Al cumplirse su petición, el monarca pidió al jefe de la guardia que apresara a las tres primeras personas que transitaran junto al castillo. El jefe de la guardia real se encargó de ello y las tres pri­meras personas fueron un académico, un sacerdote y una prostitu­ta. Cuando estuvieron frente al monarca, éste los condujo hasta el ídolo y les ordenó que lo adorasen. El académico dijo:

-En el ámbito de la doctrina, a esta circunstancia la calificaría­mos de «fuerza mayor» y como tal, el que se ve obligado a asumir esta situación está libre de cualquier responsabilidad pues, además, ya hay muchos precedentes al respecto.

Y dicho esto, adoró al ídolo.

Le llegó el turno al sacerdote. Dijo:

-Al ser yo un representante del Divino, todas mis acciones au­tomáticamente se purifican, así que no cometo ninguna falta.
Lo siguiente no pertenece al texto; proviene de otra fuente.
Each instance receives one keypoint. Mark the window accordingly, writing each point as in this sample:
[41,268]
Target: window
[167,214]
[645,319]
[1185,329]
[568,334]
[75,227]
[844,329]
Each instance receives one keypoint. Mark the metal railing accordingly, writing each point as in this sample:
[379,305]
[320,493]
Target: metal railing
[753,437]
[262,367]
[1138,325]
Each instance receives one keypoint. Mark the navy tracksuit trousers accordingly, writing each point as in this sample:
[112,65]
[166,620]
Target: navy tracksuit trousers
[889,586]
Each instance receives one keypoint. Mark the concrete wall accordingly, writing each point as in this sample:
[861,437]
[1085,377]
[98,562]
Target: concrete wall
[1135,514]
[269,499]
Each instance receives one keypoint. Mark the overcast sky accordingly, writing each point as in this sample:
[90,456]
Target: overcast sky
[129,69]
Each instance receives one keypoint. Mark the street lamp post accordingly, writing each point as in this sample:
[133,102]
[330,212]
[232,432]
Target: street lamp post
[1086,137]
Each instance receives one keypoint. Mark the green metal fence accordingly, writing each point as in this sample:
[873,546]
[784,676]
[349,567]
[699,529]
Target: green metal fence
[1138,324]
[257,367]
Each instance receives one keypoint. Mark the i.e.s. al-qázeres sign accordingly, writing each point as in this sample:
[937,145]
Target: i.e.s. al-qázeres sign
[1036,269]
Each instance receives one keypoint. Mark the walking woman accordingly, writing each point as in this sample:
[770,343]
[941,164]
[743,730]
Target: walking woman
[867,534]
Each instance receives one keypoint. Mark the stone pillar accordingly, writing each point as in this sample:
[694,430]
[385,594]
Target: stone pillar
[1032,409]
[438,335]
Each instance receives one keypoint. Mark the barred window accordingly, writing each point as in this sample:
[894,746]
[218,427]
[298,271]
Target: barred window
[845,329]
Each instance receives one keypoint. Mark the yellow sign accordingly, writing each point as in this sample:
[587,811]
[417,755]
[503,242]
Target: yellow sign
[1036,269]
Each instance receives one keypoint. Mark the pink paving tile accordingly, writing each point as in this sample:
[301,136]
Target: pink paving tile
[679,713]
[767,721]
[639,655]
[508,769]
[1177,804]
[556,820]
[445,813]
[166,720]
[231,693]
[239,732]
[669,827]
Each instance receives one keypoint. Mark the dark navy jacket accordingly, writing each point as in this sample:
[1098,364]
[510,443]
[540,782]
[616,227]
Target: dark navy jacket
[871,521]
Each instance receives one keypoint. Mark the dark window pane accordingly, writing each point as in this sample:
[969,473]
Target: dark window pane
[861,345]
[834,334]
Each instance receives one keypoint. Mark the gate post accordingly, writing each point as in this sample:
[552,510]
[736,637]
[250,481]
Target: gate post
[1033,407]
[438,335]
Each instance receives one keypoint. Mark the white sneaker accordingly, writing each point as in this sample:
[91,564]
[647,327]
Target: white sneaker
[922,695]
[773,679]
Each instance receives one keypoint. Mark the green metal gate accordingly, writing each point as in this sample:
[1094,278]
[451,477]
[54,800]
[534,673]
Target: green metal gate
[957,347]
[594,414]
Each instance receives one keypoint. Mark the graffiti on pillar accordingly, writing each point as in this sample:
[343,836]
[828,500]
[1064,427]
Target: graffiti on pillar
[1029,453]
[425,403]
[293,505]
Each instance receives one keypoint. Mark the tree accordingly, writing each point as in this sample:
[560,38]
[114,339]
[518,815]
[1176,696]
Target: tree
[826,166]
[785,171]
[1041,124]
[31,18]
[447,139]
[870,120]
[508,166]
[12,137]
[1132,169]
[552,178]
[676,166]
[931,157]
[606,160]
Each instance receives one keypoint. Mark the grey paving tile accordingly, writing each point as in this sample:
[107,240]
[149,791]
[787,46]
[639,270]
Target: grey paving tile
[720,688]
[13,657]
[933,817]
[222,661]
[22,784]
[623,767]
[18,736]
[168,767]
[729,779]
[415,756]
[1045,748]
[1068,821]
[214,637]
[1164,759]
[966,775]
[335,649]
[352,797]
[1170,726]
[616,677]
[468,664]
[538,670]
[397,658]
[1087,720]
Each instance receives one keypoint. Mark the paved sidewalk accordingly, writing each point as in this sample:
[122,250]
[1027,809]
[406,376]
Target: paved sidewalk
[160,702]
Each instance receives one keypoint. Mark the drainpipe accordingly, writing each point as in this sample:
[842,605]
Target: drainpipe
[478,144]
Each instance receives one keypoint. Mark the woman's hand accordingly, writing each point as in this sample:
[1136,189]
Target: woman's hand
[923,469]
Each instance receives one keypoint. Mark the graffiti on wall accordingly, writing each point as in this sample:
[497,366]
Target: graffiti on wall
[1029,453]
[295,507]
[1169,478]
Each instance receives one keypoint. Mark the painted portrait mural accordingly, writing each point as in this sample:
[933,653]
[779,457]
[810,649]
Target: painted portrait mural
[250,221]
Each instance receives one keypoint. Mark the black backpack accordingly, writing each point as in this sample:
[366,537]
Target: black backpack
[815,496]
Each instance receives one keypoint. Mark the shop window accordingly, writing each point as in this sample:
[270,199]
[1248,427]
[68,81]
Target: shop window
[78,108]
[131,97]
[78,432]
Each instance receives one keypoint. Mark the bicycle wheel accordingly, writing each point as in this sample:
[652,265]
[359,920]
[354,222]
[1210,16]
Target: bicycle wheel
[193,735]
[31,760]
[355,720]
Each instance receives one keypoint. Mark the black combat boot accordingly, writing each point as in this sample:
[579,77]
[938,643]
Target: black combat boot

Y el sacerdote adoró al ídolo.

Finalmente le tocó a la prostituta, que dijo:

-Estoy perdida. Ni tengo formación académica ni privilegios re­ligiosos, así que, Majestad, no tengo ninguna justificación para adorar al ídolo. Mátame si quieres.

El monarca se quedó sorprendido ante la entereza y sinceridad de la mujer, cuya actitud le infundió una especial lucidez. Liberó a la mujer y ordenó encarcelar al académico y al sacerdote.


Comentario
La habilidad del ser humano para seguir tejiendo la colosal urdimbre de sus autoengaños es extraordinaria, pero en la senda ha­cia el autoconocimiento y la serenidad es necesario un desenmas­caramiento que, aunque puede resultar doloroso, es inevitable. La intrepidez espiritual consiste en no engañarse con justificaciones, «racionalizaciones» y pretextos. Si uno se arroga cualidades de las que carece, nada hará por obtenerlas; si se ampara en falaces pre­textos, no asumirá sus responsabilidades y frustrará su autodesa­rrollo. Hay que sondear en uno mismo para poder regresar al pro­pio origen y no seguir extraviado en escapismos y en ese perenne afán compulsivo del ser humano por huir de uno mismo en lugar de ir hacia sí mismo.